German explorer and diplomat (1899–1976)

Hansjoachim von der Esch (6 October 1899 in Mülheim, Germany – 10 May 1976 in La Tour-de-Peilz, Switzerland) was a German explorer in Egypt and Sudan, as well as German ambassador to Syria and Morocco.

==Career as explorer==
After having served as officer during the First World War, Esch studied mechanical engineering and Arabic. From 1929 to 1939 he represented a German company in Egypt. During this time he made several expeditions into the Libyan Desert, and from 1934 to 1935, he accompanied the Hungarian explorer Laszlo Almasy on his motorized expeditions, who called him his "navigator". In 1934, Esch led a section of Almásy's expedition in the Gilf Kebir to the Uweinat mountain. Somewhat before, he came into contact with the Magyarab tribe, that claim to be of Hungarian origin, in Wadi Halfa, Sudan.

Esch also undertook several expeditions on his own, both by car and by camel train. His interest focussed not only on geographical measurements and cartography, but also on archaeology.
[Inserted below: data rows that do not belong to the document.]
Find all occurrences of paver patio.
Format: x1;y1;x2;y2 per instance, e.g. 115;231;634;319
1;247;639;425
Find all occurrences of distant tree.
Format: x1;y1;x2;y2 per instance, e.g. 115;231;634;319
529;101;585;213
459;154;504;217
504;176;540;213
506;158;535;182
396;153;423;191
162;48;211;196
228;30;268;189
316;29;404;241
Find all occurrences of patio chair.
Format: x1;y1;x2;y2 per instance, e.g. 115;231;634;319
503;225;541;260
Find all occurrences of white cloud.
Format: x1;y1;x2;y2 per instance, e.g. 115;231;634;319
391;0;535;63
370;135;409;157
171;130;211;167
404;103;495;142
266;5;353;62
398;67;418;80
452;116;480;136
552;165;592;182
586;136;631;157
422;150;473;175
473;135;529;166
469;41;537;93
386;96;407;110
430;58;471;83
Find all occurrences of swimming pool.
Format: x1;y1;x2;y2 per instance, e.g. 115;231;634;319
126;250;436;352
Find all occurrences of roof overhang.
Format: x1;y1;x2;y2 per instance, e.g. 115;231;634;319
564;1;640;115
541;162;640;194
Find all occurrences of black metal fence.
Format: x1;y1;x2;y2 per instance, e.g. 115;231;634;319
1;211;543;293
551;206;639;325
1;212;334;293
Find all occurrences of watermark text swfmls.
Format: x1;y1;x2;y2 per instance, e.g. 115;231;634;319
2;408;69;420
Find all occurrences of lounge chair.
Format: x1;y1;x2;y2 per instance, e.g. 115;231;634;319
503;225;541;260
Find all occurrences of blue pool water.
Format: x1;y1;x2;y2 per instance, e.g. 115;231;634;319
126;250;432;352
At Wadi el-Hudi he claimed to have discovered ancient amethyst mines and interpreted nearby rock carvings and a series of ancient stone heaps as traces of the use of a dioptra for geodetics. Howard Carter acknowledged these discoveries, but disagreed with Esch's interpretation of early geodetics.

===Later expeditions===
Later on, Esch tried to trace the route taken by the Persian king Cambyses II during his attempt to conquer the oasis of Siwa. He discovered a series of big stone heaps which he attributed to the Persian army and interpreted the remains of thousands of jars at the "pottery hill" of Abu Ballas, discovered in 1917, as a water depot for the army. Somewhat later, he tried to explore the zone with a camel train. After a successful test expedition with Senussi nomads, accompanied by the English explorer E. E. Evans-Pritchard, he learned that the British authorities of Egypt, in the wake of growing tensions between the UK and Germany, had issued orders to the Senussi not to put camels at the disposal of foreigners. That put an end to his expeditions in Egypt.

In 1941 he published his experiences as an explorer and his archaeological findings and theories in the book Weenak – die Karawane ruft (Leipzig, 1941). The title, a combination of Arabic and German, means, "Wherever you are, the caravan calls." He also edited Almásy's books for publication in Germany.

==Career as ambassador and later life==
From 1952 to 1957, Esch served as ambassador of the Federal Republic of Germany to Syria, and from 1957 to 1960, he was ambassador to Morocco. He died in 1976.